The ARTIMATION project addresses the same challenge related to the transparency of AI. Specifically, it deals with the AI algorithms behind the automated system that perform autonomous decision-making in ATM. Most of the time, automated systems are not trusted by their users as the decisions they provide are opaque. In this context, ARTIMATION explores the domain of Explainable Artificial Intelligence (XAI) to provide a model that ensures transparency. This will grant safe and reliable decision support to air traffic management.

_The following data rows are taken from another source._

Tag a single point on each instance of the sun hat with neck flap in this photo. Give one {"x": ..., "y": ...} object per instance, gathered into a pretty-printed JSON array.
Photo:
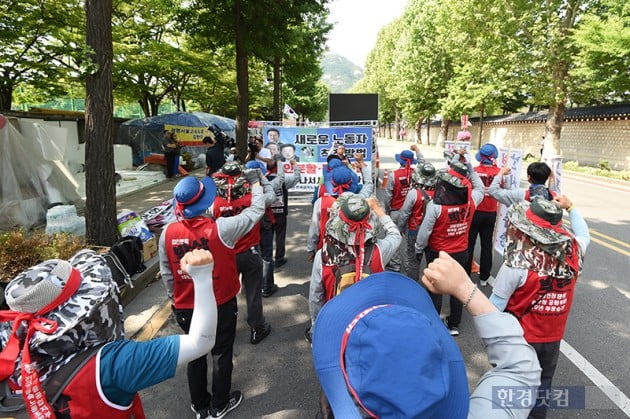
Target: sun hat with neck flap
[
  {"x": 381, "y": 350},
  {"x": 193, "y": 197}
]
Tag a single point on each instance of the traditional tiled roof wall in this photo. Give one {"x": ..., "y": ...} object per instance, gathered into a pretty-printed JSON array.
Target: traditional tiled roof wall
[{"x": 589, "y": 135}]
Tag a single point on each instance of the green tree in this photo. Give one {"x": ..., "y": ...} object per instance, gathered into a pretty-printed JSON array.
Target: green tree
[
  {"x": 153, "y": 61},
  {"x": 100, "y": 186},
  {"x": 602, "y": 64},
  {"x": 32, "y": 40}
]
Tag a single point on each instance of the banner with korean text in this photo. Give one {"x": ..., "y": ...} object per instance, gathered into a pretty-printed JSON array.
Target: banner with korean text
[
  {"x": 514, "y": 160},
  {"x": 310, "y": 146}
]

Artificial Intelligence could also help tackle the increasing complexity of air traffic management. Complexity destined to increase, for example, with the integration of unmanned aircraft into the air space. Pilots will have to deal with increasing amounts of information and new tasks to accomplish. This opens the way to achieve a different balance in the human-machine interaction. The HARVIS Project aims to frame HMI in terms of partnership, with machines able to better understand humans, and people to engage collaboratively with them. In the cockpit, this partnership will lead to pilots using a set of new technologies, capable of self-learning, anticipating needs and adapting to pilots’ mental states.
Single Pilot operations
Among the challenges that future aviation will need to meet, there is the transition to a single pilot operated flight. SAFELAND aims at creating a valuable solution to support flight and landing of aircrafts operated by a single pilot, following partial or total incapacitation. The project will focus on the ground side. Therefore, it will investigate the interaction of the air traffic controller, operating through a remote cockpit position to manage the flight, with onboard automation and/or a ground based pilot.
Previous research paved the way to projects such as SAFELAND. For example, the ALICIA project focused on developing and testing solutions able to enhance operational capacities. The usability of the new solutions ensured they did not impact negatively on pilots’ workload, situation awareness and workflow. Similarly, the ACROSS project explored and developed applications able to reduce workload during normal operations. It also aimed to support reduced crew operations, either because one pilot has temporarily left the cockpit, or is incapacitated. Finally, it provided technologies able to provide safe recovery from total crew incapacitation situations.